You might have wondered, what is a conversation between the CEO, VP of Sales, and Board like?

This is the conversation you’re never privy to but shows what the conversations can be like behind closed doors. Tough decisions have to be made. As you can see here, the VP of Sales is put in a hard place. 

It’s when your board, CEO, and VP/sales made the decision to double the team and raise quotas. And it happens all the time.

Example Conversation

CEO: “The last 40 account execs hired are closing $342.7K ARR per year, so let’s add another 40.”

Board Member (who’s never sold, possibly never worked outside of finance): “When we plug that into the model, with only modest (10%?) efficiency gains, we’ll grow well over 100% for the next 3+ years. Amazing!”

VP/sales: “Wait, how are we building in 10% efficiency gains?”

CEO: “Easy, just raise quotas.”

VP/sales: “Did you model in additional attrition for when quotas go up?”

Board member: “The economy is tanking, nobody will leave.”

VP/sales: “We can maybe support doubling headcount when we roll out that new product suite, but that’s not until next year, so what if we allocated half of that additional spend to the product team?”

CEO: “No. By the time they’re all ramped we’ll get there, I’ll make sure it doesn’t push out.”

VP/sales: “We’ll have to split up territories which would mean modeling in a lower productivity and higher attrition rate.”

Board member: “The best VP/sales’ can work around that. PLAN IS APPROVED.”

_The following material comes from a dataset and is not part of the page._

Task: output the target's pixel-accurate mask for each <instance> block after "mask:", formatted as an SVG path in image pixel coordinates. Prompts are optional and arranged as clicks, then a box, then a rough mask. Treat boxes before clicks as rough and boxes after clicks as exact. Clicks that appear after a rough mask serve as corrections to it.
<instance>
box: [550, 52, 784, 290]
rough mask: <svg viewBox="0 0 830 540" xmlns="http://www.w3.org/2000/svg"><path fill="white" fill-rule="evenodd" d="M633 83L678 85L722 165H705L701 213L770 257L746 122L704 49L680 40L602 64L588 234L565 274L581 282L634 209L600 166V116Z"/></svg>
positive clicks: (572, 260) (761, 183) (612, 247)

(side note, VP/sales is a tough role)

What are your thoughts on this? Does the CEO and Board have a point or are they off base from reality? Like it or not, these types of conversations are happening all the time.

What can you do about it?

Find a company that sets realistic goals and has teams that are hitting quota consistently. You also need to look into the leadership and funding. Being heavily funded isn’t always a good thing, remember that. Maybe they use that money to try and grow way too fast where they should have been making the product better. Do your research and you should do just fine.